WASHINGTON — The United States Mint today announced that it has resumed production of circulating coinage at its Philadelphia facility.
Production at the facility has been suspended since March 4, to ensure that all safety concerns cited in a recent report by the Occupational Safety and Health Administration (OSHA) had been addressed. While the Philadelphia facility had either permanently addressed or taken effective interim measures for 137 of the 139 items, United States Mint Director Henrietta Holsman Fore ordered a top–to–bottom review of the facility to initiate the steps necessary to create a showcase for best practices in the public sector.
“The safety and well–being of every employee across the United States Mint is our primary concern,” said Director Fore. “Not only have we addressed the specific items brought to our attention by OSHA, but we have also gone beyond these recommendations to begin the transformation of the Philadelphia facility into a model of industrial safety.
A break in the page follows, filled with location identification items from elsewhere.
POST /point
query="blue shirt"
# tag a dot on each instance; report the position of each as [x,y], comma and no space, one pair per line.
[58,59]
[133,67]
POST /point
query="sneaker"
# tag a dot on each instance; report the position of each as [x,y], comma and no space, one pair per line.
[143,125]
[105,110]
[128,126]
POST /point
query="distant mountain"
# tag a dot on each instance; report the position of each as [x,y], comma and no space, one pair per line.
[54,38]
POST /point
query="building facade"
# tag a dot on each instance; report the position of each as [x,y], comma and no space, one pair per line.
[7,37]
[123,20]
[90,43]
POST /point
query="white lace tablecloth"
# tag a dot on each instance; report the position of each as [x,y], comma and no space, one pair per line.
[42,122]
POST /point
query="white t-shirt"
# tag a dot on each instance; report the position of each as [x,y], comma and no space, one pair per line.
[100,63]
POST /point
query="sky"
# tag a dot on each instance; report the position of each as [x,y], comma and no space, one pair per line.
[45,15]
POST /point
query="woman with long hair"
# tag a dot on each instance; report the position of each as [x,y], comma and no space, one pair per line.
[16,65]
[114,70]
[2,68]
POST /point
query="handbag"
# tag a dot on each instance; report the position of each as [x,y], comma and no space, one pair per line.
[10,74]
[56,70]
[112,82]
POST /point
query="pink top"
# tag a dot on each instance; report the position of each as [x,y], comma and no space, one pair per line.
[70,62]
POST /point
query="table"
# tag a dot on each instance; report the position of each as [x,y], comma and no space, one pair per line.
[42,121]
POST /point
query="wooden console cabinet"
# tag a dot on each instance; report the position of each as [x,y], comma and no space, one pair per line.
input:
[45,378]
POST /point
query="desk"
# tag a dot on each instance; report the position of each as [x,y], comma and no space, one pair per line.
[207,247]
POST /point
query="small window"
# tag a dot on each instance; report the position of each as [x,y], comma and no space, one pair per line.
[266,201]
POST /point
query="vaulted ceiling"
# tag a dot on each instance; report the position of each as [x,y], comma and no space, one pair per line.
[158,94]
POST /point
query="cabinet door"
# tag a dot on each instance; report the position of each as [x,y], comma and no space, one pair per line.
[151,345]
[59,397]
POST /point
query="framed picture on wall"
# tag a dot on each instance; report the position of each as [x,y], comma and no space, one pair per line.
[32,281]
I am pleased to announce that circulating production is now running.”
During the six weeks while production was suspended, employees reported to work to exclusively address safety at the facility, participating in re–training on safety programs and procedures, and working to improve the cleanliness and hygiene standards of the facility. Numismatic production resumed on March 22.
Safety experts were brought in to conduct wall–to–wall inspections, and professional job hazard analysts conducted a comprehensive review of every task performed at the Philadelphia facility. Material safety data sheets were crosschecked with equipment and material, and all safety programs were updated — including specific re–training for electricians and employees. The status of all safety equipment was reviewed and physical changes needed to reconfigure work areas for increased safety were evaluated. Procedures for restarting production also were reviewed to assess system efficiency, and new training on fall procedures was put in place.
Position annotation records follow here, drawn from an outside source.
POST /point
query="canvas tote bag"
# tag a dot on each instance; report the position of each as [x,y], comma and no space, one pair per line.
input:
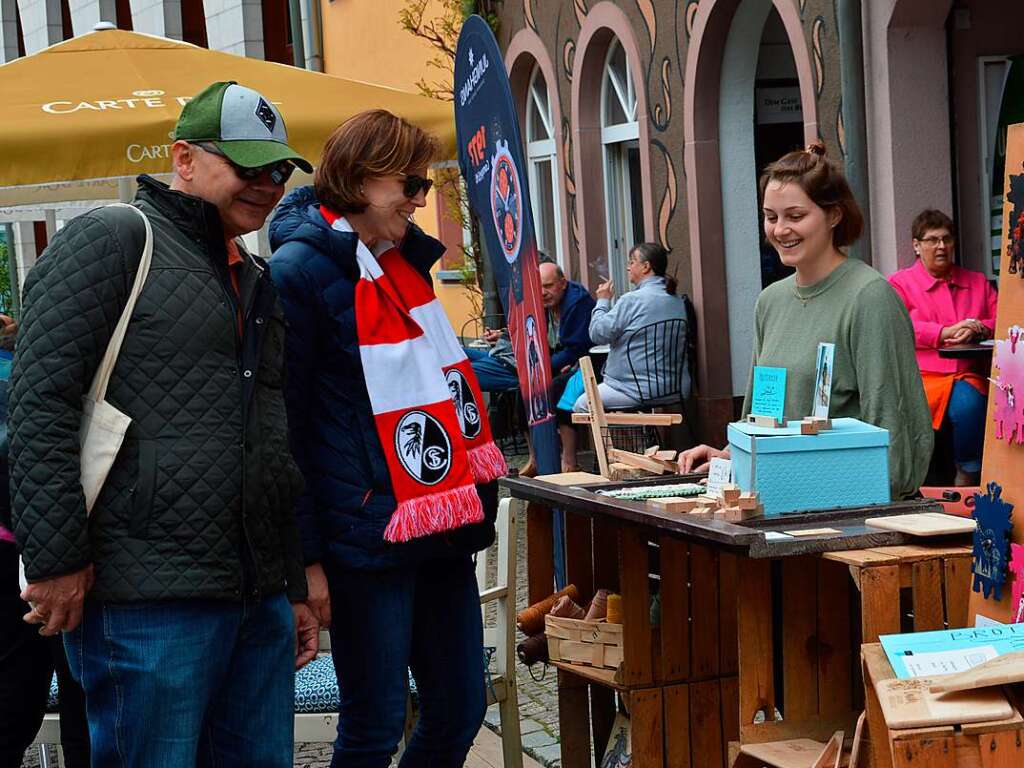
[103,426]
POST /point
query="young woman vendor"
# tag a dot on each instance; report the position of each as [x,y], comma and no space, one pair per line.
[809,216]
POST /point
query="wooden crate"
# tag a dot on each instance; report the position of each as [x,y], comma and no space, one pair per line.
[579,641]
[994,744]
[800,637]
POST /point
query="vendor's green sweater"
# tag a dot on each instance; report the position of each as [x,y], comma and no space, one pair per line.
[875,376]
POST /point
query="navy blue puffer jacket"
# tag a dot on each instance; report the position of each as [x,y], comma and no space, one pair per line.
[348,499]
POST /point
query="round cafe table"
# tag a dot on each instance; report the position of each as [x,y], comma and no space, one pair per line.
[974,351]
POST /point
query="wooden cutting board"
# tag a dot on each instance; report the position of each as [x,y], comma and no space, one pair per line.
[926,523]
[909,704]
[1006,669]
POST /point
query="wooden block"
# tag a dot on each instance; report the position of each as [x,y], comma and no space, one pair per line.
[928,523]
[674,504]
[812,531]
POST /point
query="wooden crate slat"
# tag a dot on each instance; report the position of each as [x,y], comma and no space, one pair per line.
[928,609]
[646,728]
[633,569]
[540,544]
[880,598]
[706,725]
[579,558]
[835,669]
[572,721]
[728,580]
[800,663]
[757,686]
[956,588]
[676,699]
[675,609]
[704,612]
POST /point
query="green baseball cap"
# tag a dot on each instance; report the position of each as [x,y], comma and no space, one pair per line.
[243,124]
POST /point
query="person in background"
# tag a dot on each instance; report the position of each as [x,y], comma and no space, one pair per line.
[628,383]
[387,425]
[810,216]
[182,595]
[27,658]
[948,305]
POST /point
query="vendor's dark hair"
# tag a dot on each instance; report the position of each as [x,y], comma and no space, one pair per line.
[657,257]
[822,182]
[931,218]
[371,143]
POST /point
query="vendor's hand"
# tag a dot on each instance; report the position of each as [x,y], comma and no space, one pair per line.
[320,598]
[56,603]
[306,635]
[698,459]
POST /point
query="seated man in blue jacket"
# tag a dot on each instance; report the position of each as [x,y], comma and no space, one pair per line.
[568,306]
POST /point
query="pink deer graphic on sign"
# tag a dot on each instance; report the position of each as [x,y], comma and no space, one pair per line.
[1009,411]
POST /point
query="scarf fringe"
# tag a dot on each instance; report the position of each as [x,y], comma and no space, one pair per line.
[486,463]
[434,513]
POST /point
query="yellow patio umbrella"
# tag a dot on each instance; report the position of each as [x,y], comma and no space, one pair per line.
[102,107]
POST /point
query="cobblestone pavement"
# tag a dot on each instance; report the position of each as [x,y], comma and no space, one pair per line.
[538,694]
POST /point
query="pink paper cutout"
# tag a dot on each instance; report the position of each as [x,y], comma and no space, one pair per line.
[1017,567]
[1009,411]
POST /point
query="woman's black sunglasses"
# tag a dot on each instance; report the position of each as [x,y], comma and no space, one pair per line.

“Safety is the top priority,” said Scott Myers, Deputy Associate Director for Manufacturing, “and teamwork has been the key to this effort. Union employees and management worked together to make necessary safety improvements while improving the organization and appearance of the facility.”
“Remarkable” is how Greg Wikberg, President of the National Mint Council, described the process. “In my discussions with the local president, both Bill and the employees were impressed with what they have been able to accomplish in such a short period of time,” Wikberg added. Bill Beckham, President of AFGE Local 1023 at the Philadelphia facility, agreed. “It involved all the employees here. Because the process made them more aware of certain issues, we have a safe and better place to work.”
The six weeks of concentrated focus was especially important, according to Rob Robidoux, manager of the Philadelphia facility. “It gave us time to take our safety efforts to new heights. The level of safety knowledge and awareness has been significantly raised in all employees,” Robidoux said.
On May 3, 2002, Director Fore will escort officials from OSHA, the United States Treasury Department, and Bobby Harnage, President of the Association of Federal Government Employees, through the improved Philadelphia facility.
“Because of its transformation,” Fore added, “the Philadelphia facility now has a strong foundation we will use to benchmark United States Mint operations against world–class excellence.”
During the six–week improvement effort in Philadelphia, the United States Mint continued to meet orders for coinage without interruption by increasing production at the Denver facility.
United States Mint facilities tours in Philadelphia and Denver have been closed to the public since the tragedies on September 11. Public tours are expected to resume soon.